Scuola, Luca Abete di “Striscia” al “Radice” di Bronte
BRONTE – Che il “Benedetto Radice” di Bronte sia tra le poche scuole siciliane ad essere entrato, pienamente, nell’era digitale lo hanno compreso – per primi – i genitori degli alunni frequentanti le nuove classi. L’ambizioso traguardo che l’istituto diretto da Maria Pia Calanna si è posto per questo anno scolastico è, infatti, apice di un impegno sistematico, già sperimentato a partire dal marzo scorso.
All’accettazione di tablet, ebook e volumi di supporto, padri e madri degli studenti hanno aggiunto anche un corso di formazione atto a renderli partecipi della vita della scuola e finalizzato a interagire, direttamente, con la classe 2.0 dei figli. E’ questa, in sintesi, la novità che mette a riposo –forse definitivamente (e già in provincia) – gesso, spugnetta e lavagna.
Cl@sse 2.0 è, infatti, il progetto che la scuola etnea con un “supporto nel percorso” ha affidato al fiorentino Istituto di Formazione Franchi ed F2F con i suoi esperti Domenico Scardace e Davide Russo, che hanno guidato – in sinergia con Angelo Sorbello – la realizzazione di sussidi didattici in Open Sankorè.

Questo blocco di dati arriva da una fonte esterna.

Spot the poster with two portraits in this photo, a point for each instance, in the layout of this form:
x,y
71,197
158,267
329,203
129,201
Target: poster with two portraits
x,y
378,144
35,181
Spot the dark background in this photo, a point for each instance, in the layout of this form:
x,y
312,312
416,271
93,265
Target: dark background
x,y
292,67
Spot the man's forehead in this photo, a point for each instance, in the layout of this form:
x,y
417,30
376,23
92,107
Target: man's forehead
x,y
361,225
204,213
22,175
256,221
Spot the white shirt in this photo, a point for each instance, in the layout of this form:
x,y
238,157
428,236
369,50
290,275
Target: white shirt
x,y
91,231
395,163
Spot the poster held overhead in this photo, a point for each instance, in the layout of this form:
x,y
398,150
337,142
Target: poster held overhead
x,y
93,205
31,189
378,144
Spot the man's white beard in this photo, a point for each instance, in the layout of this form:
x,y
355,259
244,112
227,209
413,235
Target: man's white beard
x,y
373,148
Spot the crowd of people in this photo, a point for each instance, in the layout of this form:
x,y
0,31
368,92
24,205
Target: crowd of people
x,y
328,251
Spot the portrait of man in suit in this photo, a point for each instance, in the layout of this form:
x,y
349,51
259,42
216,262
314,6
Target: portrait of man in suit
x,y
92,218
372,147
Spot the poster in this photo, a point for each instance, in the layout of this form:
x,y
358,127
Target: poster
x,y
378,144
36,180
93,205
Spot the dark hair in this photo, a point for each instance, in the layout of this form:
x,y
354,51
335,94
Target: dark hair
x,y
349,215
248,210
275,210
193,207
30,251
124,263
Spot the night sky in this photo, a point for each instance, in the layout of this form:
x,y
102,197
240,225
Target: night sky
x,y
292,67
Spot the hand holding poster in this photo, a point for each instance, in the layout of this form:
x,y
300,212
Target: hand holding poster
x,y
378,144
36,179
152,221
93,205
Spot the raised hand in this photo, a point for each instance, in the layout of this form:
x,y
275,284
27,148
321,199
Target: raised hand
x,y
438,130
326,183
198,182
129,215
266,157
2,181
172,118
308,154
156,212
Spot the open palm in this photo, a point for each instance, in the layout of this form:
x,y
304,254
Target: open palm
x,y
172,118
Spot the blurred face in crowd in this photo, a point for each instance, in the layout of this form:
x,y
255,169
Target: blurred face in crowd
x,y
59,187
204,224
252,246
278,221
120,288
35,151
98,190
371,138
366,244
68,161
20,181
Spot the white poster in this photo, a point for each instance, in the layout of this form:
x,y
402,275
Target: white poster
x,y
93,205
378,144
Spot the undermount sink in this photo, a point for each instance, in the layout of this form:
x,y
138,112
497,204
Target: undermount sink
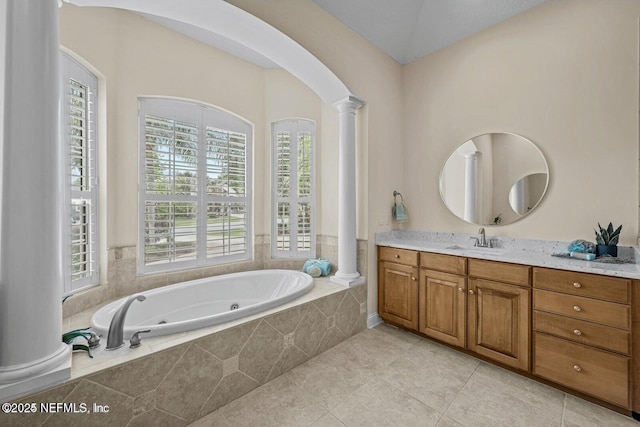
x,y
478,250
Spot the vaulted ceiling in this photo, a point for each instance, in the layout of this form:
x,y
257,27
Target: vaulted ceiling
x,y
409,29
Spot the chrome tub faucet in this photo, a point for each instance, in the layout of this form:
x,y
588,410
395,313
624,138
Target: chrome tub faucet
x,y
116,328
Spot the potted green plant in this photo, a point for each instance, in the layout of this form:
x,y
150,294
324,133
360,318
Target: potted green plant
x,y
607,240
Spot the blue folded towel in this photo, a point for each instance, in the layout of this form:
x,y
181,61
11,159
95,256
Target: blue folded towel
x,y
399,213
320,264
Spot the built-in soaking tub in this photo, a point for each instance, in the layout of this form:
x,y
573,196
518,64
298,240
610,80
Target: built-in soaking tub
x,y
205,302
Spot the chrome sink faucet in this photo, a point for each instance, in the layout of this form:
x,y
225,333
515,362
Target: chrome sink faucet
x,y
116,328
482,239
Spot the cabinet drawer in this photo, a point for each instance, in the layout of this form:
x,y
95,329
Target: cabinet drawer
x,y
499,271
593,310
583,332
399,256
587,285
596,372
447,263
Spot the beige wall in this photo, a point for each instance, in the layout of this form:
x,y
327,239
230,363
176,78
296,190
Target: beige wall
x,y
563,74
374,77
140,58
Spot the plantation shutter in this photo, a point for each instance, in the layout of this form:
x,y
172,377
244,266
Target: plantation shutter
x,y
79,133
292,194
195,176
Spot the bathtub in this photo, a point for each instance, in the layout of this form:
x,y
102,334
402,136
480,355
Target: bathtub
x,y
205,302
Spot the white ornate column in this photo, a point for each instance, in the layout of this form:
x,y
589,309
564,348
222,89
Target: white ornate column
x,y
347,273
32,355
471,199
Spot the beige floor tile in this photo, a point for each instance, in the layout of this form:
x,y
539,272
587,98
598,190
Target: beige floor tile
x,y
496,397
278,403
379,404
434,384
580,413
214,419
389,377
448,422
330,383
328,420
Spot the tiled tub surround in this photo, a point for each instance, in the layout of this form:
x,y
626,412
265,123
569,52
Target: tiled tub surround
x,y
122,277
536,253
175,379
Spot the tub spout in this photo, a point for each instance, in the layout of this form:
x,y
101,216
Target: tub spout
x,y
116,328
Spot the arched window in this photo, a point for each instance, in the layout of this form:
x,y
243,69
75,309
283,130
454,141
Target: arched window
x,y
195,185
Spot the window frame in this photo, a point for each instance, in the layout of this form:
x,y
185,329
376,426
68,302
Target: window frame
x,y
205,116
72,69
294,126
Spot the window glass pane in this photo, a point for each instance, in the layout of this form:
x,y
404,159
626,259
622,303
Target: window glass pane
x,y
170,231
226,163
195,173
80,239
171,157
78,133
283,227
226,228
304,164
304,226
283,163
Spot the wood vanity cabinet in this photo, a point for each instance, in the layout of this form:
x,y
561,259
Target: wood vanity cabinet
x,y
582,332
578,330
498,322
398,287
443,298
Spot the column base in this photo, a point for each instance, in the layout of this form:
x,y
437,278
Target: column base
x,y
347,280
37,376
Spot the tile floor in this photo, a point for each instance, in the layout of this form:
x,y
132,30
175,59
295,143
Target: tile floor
x,y
388,377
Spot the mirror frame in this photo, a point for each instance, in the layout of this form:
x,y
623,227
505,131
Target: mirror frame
x,y
512,219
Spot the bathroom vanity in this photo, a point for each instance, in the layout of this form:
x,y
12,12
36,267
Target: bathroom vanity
x,y
568,323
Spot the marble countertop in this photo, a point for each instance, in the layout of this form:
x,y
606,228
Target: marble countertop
x,y
537,253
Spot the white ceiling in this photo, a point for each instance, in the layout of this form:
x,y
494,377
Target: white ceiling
x,y
404,29
409,29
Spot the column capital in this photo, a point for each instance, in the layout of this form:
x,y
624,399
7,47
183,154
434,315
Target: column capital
x,y
351,102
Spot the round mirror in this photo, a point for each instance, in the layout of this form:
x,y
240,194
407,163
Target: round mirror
x,y
495,178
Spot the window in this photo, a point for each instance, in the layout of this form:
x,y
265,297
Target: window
x,y
292,230
195,185
79,124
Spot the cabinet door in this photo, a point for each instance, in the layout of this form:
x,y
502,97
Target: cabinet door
x,y
398,294
443,306
499,322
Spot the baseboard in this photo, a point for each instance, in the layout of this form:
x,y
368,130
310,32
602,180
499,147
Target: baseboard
x,y
373,320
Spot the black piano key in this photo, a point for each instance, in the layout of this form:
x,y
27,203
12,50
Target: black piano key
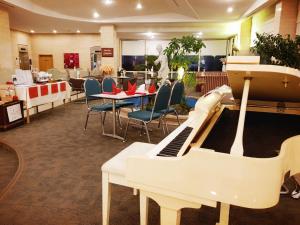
x,y
175,145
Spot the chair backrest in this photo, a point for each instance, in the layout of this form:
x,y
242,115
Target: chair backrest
x,y
107,84
91,87
162,98
125,83
177,93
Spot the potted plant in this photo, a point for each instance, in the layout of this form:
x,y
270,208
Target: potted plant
x,y
178,51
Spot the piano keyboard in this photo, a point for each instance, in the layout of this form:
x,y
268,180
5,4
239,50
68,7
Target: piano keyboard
x,y
172,149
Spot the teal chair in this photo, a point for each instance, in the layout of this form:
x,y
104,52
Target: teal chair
x,y
92,87
107,84
144,117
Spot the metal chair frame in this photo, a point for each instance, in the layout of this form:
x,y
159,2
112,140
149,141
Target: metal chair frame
x,y
144,123
102,118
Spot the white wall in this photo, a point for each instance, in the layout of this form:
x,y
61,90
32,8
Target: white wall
x,y
58,44
19,38
148,47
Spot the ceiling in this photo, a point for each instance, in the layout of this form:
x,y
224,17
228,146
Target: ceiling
x,y
164,18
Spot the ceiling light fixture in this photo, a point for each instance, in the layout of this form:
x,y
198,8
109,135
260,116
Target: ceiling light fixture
x,y
108,2
96,15
150,35
139,5
230,9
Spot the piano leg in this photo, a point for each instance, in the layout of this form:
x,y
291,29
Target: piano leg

La collaborazione tra questi enti e i risultati già verificati hanno fatto sì che l’istituto superiore sia stato scelto, come sottolinea dalla direzione Pina Lipari, quale unica sede siciliana, tra le scuole secondarie, per la tappa di martedì 10 novembre del tour #NonCiFermaNessuno, che vanta la presenza di Luca Abete, quale testimonial dell’evento.
L’inviato speciale di “Striscia la notizia”, peraltro non nuovo a iniziative del genere, avrà l’obiettivo di incentivare la scelta motivazionale, orientare gli studenti al mondo del lavoro e, non ultimo, sensibilizzare gli studenti ai temi solidali. Postare, infatti, video, immagini e testi in tema con le linee guida dell’incontro, darà la possibilità di devolvere al Banco Alimentare un corrispondente numero di pacchi di pasta.
Per questa seconda edizione, che rifocalizza alternanza scuola-lavoro e placement nelle realtà territoriali e non solo (partner nazionali presenti all’evento del “Radice” Tecnocasa e Best Western), i numeri parlano chiaro: 16 università coinvolte e 11 regioni, oltre a cifre a quattro zeri per volume di presenze e contenuti messi in campo.
Un altro traguardo per la scuola di Bronte, già reduce da una visita premio all’Expo di Milano guidata da Carmelina Grassia e una menzione speciale del Politecnico lombardo per un docufim coordinato da Venera Sgroi.
A Bronte sfida educativa e innovazione tecnologica sono un numero decimale: 2.0, naturalmente!